Why ‘Medicare for All’ Isn’t the Right Prescription for a Pandemic
Robert Moffit /
Is a pandemic, like other crises, a terrible thing to waste?
For progressives, it looks like a golden opportunity to outlaw Americans’ private health insurance and create a single-payer system of national health insurance for every legal or illegal resident in every nook and cranny of the country.
Take it from the irrepressible Rep. Alexandria Ocasio-Cortez, D-N.Y., who says the United States should quickly extend “Medicare/Medicaid coverage to all.”
Not a moment to lose.
For Sen. Bernie Sanders, I-Vt., enacting his comprehensive “Medicare for All” legislation (S. 1129) is taking on a new urgency.

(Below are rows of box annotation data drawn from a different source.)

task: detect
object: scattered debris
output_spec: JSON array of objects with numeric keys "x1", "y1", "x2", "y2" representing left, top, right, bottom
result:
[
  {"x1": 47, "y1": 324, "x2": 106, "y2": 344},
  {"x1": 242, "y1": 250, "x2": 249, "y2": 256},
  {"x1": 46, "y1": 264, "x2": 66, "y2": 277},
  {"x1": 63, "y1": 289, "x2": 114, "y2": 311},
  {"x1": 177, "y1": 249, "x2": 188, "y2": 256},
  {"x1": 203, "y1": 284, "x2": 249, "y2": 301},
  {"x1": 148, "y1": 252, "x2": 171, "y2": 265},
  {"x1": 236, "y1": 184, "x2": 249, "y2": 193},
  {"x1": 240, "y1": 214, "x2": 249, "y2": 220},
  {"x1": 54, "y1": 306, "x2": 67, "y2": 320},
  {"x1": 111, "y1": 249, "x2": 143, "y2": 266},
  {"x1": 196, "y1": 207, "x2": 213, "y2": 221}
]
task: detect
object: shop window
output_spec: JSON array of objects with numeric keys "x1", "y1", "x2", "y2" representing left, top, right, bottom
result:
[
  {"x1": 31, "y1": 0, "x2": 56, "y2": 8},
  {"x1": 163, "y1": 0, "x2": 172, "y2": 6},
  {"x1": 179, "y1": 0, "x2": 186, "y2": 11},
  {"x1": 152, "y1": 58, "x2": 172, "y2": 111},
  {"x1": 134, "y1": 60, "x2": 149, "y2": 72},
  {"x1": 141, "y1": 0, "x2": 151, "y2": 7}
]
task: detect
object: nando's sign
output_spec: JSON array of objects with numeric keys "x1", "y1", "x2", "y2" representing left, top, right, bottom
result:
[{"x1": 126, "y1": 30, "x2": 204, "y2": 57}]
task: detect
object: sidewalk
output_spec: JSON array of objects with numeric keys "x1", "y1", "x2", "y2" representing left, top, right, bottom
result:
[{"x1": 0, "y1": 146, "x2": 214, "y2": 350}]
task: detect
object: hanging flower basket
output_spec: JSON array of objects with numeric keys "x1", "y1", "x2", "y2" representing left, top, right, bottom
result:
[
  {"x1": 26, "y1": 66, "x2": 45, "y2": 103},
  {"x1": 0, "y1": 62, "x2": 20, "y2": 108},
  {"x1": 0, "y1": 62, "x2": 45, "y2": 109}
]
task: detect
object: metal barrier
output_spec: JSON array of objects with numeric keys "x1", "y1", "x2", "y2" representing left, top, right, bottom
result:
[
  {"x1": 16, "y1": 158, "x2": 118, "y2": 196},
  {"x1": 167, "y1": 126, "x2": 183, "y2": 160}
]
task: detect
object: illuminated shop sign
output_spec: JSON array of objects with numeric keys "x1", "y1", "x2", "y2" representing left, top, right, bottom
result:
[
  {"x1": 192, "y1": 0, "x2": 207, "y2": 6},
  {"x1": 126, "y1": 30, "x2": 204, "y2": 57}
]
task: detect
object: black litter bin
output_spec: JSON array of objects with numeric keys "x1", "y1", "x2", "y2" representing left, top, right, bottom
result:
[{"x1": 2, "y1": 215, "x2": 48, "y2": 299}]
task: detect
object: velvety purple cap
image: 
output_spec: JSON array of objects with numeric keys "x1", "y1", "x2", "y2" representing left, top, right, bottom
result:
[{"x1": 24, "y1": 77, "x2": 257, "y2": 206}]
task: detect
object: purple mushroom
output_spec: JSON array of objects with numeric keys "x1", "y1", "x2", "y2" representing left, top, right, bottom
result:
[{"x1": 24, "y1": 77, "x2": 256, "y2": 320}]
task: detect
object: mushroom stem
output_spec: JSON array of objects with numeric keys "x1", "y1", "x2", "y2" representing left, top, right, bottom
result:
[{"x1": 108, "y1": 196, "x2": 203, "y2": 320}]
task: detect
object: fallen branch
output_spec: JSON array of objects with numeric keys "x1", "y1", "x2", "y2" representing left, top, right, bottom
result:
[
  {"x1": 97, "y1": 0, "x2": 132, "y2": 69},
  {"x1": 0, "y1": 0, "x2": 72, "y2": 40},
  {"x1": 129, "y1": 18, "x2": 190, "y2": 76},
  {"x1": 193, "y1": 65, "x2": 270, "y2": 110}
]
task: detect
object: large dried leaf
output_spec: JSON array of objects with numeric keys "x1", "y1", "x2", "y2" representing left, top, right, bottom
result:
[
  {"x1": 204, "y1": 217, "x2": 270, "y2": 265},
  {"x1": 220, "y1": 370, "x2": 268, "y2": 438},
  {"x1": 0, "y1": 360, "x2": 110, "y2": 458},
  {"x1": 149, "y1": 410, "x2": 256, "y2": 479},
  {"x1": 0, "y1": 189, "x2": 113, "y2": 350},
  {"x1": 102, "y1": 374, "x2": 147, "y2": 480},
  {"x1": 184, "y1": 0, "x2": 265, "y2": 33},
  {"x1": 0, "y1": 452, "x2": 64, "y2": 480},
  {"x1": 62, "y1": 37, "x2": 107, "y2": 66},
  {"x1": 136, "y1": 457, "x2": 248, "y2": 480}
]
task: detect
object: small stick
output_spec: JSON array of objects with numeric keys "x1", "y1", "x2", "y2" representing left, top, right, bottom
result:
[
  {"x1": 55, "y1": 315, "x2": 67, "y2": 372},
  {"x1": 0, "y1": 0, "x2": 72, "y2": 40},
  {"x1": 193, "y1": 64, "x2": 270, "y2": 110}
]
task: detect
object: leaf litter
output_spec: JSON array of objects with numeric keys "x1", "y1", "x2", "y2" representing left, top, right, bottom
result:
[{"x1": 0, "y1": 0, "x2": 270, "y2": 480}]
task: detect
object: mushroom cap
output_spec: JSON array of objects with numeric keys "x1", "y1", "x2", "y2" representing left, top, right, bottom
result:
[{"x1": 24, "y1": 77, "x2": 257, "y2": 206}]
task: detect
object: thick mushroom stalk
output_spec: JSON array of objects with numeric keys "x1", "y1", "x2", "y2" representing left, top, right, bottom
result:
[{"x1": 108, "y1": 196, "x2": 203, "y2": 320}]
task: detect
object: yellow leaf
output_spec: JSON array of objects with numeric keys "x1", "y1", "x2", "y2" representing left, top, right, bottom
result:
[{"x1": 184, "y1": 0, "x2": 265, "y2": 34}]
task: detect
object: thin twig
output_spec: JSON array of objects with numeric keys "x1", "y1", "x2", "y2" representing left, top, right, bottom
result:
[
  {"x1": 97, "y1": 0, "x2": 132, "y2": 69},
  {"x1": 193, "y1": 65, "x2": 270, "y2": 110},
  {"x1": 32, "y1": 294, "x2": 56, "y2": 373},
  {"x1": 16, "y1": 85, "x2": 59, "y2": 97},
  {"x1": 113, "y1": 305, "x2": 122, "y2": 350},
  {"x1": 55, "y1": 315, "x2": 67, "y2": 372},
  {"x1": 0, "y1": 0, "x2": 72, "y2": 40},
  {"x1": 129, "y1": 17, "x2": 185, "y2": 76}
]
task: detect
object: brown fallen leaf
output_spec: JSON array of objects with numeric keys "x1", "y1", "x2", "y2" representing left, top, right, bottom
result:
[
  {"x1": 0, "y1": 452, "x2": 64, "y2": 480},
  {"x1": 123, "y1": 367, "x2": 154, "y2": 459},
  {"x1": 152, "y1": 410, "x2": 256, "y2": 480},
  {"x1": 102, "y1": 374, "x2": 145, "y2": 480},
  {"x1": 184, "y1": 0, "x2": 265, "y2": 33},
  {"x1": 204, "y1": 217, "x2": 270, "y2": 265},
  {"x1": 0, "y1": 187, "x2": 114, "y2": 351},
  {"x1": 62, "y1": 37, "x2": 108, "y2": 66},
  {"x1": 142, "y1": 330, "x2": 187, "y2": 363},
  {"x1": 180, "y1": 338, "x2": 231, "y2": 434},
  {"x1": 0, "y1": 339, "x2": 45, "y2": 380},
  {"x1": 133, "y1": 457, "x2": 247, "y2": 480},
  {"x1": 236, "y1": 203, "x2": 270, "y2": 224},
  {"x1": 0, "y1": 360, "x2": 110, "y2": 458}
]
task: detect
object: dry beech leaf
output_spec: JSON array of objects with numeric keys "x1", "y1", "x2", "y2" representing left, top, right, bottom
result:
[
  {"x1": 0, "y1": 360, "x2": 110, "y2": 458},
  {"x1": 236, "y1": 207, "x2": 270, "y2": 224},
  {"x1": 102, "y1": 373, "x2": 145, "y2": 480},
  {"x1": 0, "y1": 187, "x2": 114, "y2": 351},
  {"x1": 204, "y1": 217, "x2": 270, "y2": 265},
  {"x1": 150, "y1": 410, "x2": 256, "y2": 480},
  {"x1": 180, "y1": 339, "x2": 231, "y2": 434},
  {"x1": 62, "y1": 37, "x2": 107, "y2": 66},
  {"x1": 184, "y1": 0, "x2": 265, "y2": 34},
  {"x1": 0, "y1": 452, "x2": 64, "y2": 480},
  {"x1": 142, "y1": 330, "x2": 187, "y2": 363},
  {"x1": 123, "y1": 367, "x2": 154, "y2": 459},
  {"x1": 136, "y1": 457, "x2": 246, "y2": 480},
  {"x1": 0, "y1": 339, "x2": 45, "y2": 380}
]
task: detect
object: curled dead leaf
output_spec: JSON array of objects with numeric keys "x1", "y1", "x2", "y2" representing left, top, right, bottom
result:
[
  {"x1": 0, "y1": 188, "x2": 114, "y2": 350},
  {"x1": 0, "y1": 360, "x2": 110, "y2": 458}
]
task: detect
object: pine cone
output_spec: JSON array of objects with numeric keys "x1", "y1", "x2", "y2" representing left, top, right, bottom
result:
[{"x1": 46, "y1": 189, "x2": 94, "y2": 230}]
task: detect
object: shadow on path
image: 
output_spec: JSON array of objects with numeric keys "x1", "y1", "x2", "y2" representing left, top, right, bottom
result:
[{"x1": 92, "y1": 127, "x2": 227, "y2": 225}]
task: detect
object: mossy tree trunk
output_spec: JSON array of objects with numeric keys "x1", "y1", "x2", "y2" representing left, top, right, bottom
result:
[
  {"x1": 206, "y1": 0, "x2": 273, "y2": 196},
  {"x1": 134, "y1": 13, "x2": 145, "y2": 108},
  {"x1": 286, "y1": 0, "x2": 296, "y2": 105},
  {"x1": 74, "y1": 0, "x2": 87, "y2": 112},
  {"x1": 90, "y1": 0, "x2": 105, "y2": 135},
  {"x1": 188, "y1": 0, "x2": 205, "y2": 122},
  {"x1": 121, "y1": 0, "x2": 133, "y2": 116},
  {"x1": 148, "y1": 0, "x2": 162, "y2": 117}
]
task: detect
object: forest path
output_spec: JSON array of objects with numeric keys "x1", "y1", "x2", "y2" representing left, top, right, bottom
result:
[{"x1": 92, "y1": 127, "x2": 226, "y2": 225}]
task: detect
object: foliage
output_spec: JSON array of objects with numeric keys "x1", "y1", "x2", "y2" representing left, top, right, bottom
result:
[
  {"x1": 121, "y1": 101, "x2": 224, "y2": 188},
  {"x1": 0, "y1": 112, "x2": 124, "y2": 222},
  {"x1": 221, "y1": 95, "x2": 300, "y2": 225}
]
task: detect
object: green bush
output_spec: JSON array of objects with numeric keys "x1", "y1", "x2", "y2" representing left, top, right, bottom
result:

“Health care is a human right, period,” Sanders said. “So let me be clear: It has never been more important to finally guarantee health care as a human right by passing Medicare for All.”
Dr. Adam Gaffney, president of Physicians for a National Health Program, says: “Only Medicare for All would eliminate the financial barriers to care and ensure that everyone in America can get the care they need when they need it.”
Although the progressive faith in government central planning is unshakeable, particularly among the majority of House Democrats sponsoring Medicare for All, the faithful should take a moment, catch a breath, and get a little peek at the empirical evidence.
Exhibit A: Canada. The oft-cited “single payer” model for America’s medical future, Canada currently has 78 known cases of the new coronavirus disease, or COVID-19, including six passengers from the infected Grand Princess cruise ship.
Researchers at the University of Toronto, however, estimate that the Canadian coronavirus infections could spread rapidly, reaching anywhere from 35% to 70% of the nation’s population.
With a long-established single-payer health system, the question is this: Is Canada ready to cope? No.
According to The National Post, Canadian doctors in Alberta already are complaining of a “lack of forward thinking” and “poor communication” in Canada’s emergency planning. This includes a critical shortage of crucial medical supplies to cope with a large-scale pandemic.
And Canadian hospitals, which already have some of the worst waiting times in the developed world, are operating at capacity.
Exhibit B: Great Britain. The U.K. is the home of the National Health Service, the most well-established (since 1948) single-payer health care system in the developed world.
A large administrative system, the NHS provides all of the goodies on the progressive wish list: government-controlled universal coverage, “free care” at the point of service, global budgeting for hospitals and other medical services, and an agency (the National Institute for Clinical Effectiveness, or NICE, no kidding) to permit or deny patients drugs and medical technologies on the basis of their “cost-effectiveness.”
So, is Britain ready for the COVID-19 pandemic? Well, not according to British doctors. The Guardian, a left-leaning U.K. newspaper, reported that in a survey of 1,600 British doctors, only eight said that the National Health Service is ready to cope with the pandemic.
Of course, that’s no surprise to anyone familiar with British health policy trends in recent years. The NHS suffers from a shortage of 10,000 doctors and has 43,000 nurse vacancies. The system already is understaffed and struggling to meet current demands for medical services, even for British patients who are critically ill.
Thus, The Guardian reported: “The NHS is already struggling to meet the existing need for care and so would not be able to cope with a sudden large increase in demand linked to COVID-19.”
The problem, of course, is that a fair number of those infected with COVID-19 are bound to get very sick and require hospitalization. Britain already has more than 4.5 million citizens awaiting hospitalization—a long waiting list for an entire population where access to care is a legal right.
And among those who require hospitalization, it is estimated that about 1 in 5 patients may need to be admitted to an intensive care unit to be treated for their condition. That poses yet another problem: Britain ranks 24th out of 31 nations in ICU capacity.
Concerning an upsurge in British viral infections, the problems that may confront the National Health Service are hardly new. They seem to be a recurrent feature of the British single-payer system.
During the 2018 flu season, the inability of the NHS to meet patient demand for medical services once again caught the attention of the civilized world. Overwhelmed by the additional demand for medical services, it cancelled an astonishing 50,000 “non-urgent” surgeries for the general population.
American health care has well-known flaws. However, the progressives’ faith that total government control (congressional control) over health care financing and delivery should be chastened by the British and Canadian experience, where single payer is the law of both lands.
Devout adherents to the Party of Science might take some time to check out the facts.